# Can someone please tell me why Fiscal Responsibility



## ashin1 (Mar 22, 2014)

Can someone please tell me why Fiscal Responsibility isn't a mandatory course in our public educational system. Like really they say time is the most valuable thing for any investor, so realistically why aren't we teaching the ones who have the most of it(our children and youth) about the profound affects of compound interest and delayed gratification? You could argue until you turn blue, but at the end of the day money matters. It may not be as important as our health, but seriously money is something that has caused so much problems and tension between people in our society, why not break those barriers. The lack of fiscal knowledge student have graduating high school is scary. My mind is blown as to why the educational system is not properly educating our children. Almost tempted to just home school my child(god forbid i get anyone pregnant anytime soon lol)


----------



## Guban (Jul 5, 2011)

Ha ha ha.
If they taught fiscal responsibility, then maybe all the voters would recognize how irresponsible our governments are!


----------



## Beaver101 (Nov 14, 2011)

^ lol!


----------



## LBCfan (Jan 13, 2011)

ashin1 said:


> .................
> The lack of fiscal knowledge student have graduating high school is scary. ...............


Who would teach it? to modify you comment "The lack of fiscal knowledge *teachers display* is scary.".

Naturally, the teachers unions would strike rather than have a course taught by anyone other than a "qualified, professional teacher".


----------



## cainvest (May 1, 2013)

How about just start off teaching common sense, like don't spend more than you make ... sounds simple enough.


----------



## Guban (Jul 5, 2011)

Officiallly, it is already there.

"Financial literacy is integrated into the existing Ontario curriculum"
https://www.edu.gov.on.ca/eng/surveyLiteracy.html

Of course, this means that no one teacher is responsible for teaching it, so it doesn't get done.


----------



## Guban (Jul 5, 2011)

LBCfan said:


> Who would teach it? to modify you comment "The lack of fiscal knowledge *teachers display* is scary.".


Are teachers different in this regard compared to the average person? I haven't seen a specific study to this aspect.

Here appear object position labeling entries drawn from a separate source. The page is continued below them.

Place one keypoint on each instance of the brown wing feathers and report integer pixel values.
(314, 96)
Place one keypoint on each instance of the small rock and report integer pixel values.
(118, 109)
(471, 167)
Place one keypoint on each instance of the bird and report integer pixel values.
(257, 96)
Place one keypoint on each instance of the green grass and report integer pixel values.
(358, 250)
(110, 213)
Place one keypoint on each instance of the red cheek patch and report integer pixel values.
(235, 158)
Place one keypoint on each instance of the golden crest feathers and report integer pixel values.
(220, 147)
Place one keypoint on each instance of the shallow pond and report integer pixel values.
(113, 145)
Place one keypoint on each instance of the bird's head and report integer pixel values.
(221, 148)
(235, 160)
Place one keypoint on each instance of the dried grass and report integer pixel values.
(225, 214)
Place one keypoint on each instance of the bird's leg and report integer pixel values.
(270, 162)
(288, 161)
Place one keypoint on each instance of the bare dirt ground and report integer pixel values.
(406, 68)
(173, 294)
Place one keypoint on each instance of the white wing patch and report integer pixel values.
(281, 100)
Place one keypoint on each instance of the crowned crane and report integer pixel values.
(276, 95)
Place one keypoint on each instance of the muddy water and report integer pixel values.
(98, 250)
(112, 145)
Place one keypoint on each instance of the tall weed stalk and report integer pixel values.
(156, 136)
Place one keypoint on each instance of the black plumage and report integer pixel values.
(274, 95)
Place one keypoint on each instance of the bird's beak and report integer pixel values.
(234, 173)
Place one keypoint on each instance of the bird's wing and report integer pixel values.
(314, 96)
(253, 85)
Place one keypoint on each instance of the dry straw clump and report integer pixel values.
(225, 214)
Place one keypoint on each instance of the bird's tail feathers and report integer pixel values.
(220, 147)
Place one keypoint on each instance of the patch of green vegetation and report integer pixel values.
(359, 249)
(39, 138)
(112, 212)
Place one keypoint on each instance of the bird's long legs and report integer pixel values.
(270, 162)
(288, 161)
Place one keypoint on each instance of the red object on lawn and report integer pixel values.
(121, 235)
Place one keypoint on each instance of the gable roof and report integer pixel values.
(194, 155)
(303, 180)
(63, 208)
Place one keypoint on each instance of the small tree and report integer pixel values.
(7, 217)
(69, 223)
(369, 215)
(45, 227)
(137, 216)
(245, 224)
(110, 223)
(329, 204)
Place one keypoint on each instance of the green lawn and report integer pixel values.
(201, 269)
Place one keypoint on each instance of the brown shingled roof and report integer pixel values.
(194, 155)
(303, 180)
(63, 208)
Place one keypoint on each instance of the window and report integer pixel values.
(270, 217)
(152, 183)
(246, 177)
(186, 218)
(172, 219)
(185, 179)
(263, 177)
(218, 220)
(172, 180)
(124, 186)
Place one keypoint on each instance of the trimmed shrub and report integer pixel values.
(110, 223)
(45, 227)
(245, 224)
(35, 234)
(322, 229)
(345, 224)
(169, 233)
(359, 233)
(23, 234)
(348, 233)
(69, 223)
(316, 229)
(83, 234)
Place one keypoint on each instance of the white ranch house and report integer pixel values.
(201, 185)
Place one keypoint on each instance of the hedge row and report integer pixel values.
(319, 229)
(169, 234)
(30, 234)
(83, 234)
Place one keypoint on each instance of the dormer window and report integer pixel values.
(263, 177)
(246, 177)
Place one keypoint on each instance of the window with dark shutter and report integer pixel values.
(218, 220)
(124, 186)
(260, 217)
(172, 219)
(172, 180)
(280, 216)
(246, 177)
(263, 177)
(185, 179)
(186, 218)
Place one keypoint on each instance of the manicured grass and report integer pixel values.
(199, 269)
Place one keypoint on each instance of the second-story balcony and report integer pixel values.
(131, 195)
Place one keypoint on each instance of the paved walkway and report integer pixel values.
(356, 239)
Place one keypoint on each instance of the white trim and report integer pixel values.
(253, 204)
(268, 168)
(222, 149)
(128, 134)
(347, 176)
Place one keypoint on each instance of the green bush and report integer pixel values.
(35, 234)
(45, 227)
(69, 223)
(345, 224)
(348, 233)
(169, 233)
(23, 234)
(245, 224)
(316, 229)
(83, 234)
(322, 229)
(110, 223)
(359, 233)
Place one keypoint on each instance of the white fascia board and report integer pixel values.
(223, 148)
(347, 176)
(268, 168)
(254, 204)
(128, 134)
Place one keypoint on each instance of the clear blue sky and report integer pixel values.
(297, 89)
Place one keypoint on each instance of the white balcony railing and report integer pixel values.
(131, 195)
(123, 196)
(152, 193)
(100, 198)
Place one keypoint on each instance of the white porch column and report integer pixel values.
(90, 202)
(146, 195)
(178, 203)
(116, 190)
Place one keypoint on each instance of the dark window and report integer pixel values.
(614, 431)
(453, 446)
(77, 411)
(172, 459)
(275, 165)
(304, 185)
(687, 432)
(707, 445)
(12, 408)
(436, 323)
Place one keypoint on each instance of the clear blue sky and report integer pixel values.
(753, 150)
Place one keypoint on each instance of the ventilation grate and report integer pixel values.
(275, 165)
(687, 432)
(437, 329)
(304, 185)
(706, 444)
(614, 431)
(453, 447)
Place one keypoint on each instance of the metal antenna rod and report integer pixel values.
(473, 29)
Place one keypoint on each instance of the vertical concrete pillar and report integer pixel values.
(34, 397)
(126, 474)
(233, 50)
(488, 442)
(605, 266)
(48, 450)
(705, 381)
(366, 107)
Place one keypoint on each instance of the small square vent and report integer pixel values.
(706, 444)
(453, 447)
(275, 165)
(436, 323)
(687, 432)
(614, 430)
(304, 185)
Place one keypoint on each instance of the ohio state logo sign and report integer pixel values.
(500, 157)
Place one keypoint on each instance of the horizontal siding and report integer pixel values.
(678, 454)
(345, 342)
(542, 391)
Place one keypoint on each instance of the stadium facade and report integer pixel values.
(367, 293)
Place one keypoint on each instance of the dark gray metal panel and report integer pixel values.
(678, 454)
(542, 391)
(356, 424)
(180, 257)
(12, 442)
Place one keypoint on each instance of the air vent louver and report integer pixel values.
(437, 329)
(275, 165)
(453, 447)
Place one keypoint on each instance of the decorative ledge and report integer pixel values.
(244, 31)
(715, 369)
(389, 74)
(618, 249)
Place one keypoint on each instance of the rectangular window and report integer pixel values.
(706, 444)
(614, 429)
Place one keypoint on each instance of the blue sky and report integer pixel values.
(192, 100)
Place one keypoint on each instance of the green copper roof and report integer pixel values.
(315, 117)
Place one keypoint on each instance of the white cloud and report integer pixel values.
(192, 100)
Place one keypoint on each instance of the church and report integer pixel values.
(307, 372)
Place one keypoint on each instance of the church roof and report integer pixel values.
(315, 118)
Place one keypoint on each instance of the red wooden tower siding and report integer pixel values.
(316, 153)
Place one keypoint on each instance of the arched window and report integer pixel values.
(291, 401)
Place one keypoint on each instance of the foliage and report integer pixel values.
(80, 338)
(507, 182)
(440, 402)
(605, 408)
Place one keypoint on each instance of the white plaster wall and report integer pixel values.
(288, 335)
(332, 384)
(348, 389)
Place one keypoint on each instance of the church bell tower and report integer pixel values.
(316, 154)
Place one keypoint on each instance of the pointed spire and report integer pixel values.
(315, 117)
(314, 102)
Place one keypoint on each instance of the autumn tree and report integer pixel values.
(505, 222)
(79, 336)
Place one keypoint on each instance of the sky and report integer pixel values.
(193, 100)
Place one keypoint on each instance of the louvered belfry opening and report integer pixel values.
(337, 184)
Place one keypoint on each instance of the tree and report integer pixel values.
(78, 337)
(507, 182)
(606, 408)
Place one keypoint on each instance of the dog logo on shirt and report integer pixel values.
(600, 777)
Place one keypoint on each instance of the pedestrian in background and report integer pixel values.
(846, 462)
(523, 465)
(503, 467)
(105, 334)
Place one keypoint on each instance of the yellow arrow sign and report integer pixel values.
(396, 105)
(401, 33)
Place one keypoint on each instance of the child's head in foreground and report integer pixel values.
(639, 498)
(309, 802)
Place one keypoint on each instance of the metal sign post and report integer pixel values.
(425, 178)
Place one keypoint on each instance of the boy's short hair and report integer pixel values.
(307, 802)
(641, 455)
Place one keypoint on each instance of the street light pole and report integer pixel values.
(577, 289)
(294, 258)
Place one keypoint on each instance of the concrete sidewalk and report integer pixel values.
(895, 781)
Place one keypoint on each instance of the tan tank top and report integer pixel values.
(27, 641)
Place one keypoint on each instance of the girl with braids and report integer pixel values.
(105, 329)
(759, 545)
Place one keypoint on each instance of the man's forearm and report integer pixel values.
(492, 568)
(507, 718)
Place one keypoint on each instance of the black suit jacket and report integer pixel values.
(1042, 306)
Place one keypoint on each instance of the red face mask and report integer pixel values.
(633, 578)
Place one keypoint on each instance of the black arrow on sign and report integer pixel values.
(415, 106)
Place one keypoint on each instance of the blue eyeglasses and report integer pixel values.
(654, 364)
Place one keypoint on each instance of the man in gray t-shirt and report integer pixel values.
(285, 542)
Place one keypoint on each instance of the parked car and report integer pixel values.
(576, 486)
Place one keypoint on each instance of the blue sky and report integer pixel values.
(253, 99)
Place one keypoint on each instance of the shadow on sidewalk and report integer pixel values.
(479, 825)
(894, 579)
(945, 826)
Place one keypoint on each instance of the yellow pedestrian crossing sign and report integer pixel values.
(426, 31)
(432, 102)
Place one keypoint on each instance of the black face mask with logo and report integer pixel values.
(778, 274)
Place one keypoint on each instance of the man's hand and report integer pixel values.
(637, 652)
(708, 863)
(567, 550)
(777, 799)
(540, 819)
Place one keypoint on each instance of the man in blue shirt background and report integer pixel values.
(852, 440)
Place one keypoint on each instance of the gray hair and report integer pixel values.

There are all kinds of stories out there, but I am unsure about the facts.


----------



## pwm (Jan 19, 2012)

There are some things that you need to teach your children at home; by example.


----------



## RBull (Jan 20, 2013)

Teachers are not the problem. Provincial education departments determine what is to be taught. Without a specific curriculum developed by the various provincial boards financial literacy will be at best something given a cursory mention in some courses. 

I too would like to see information on teachers having a lack of fiscal knowledge. Tell that to Andrew Hallam. Most of the ones I know have better fiscal skills and spending control than the average person I know. They are definitely more frugal than average. 

Parents of children are role models and are also responsible for educating their own children about finances. While it is a good idea for schools to teach personal finances it seems to me to be another one of the many issues society/families want to push off as someone else's responsibility.


----------



## My Own Advisor (Sep 24, 2012)

I wish we had more stock in our school system...my take:
http://www.myownadvisor.ca/wish-stock-school-system/


----------



## tygrus (Mar 13, 2012)

Some of the people in our top professions are financially illiterate like doctors, lawyers, teachers, engineers. But CEOs and business owners have it down pat usually.

And if our kids were told the truth about finances and how they work, they would be less susceptible to the advertising drivel they are bombarded with every day. It pays to have mindless spending sheep.


----------



## nathan79 (Feb 21, 2011)

tygrus said:


> It pays to have mindless spending sheep.


There's the answer to the why of this thread.


----------



## Woz (Sep 5, 2013)

I don't think it would make much of a difference if more of an emphasis was put on personal finance in schools. It's not something you really absorb until you have real world experiences and the mistakes people make tend to be due to impulsiveness/not thinking things through, not because of a lack of knowledge (i.e. everyone knows credit card debt is bad but people still accumulate it).


----------



## Rusty O'Toole (Feb 1, 2012)

Schools tend to avoid subjects that could be of use. I know I learned practically nothing about saving, investing, managing money and what I did learn in school was wrong.

These skills we use every day, and can make a huge difference in our lives. They should be taught in school or somewhere.


----------



## CPA Candidate (Dec 15, 2013)

The current public school system is not about education, but indoctrination into so-called progressive left. Even when I was in school in the 80s, we learned more about saving whales and the evils of plastic bags and polution than real skills that are required for life. It's much worse in elementary schools than high schools. Thankfully I can have a personal impact on my daughter to emphasize the real skills and attitudes that will garner success in the world.


----------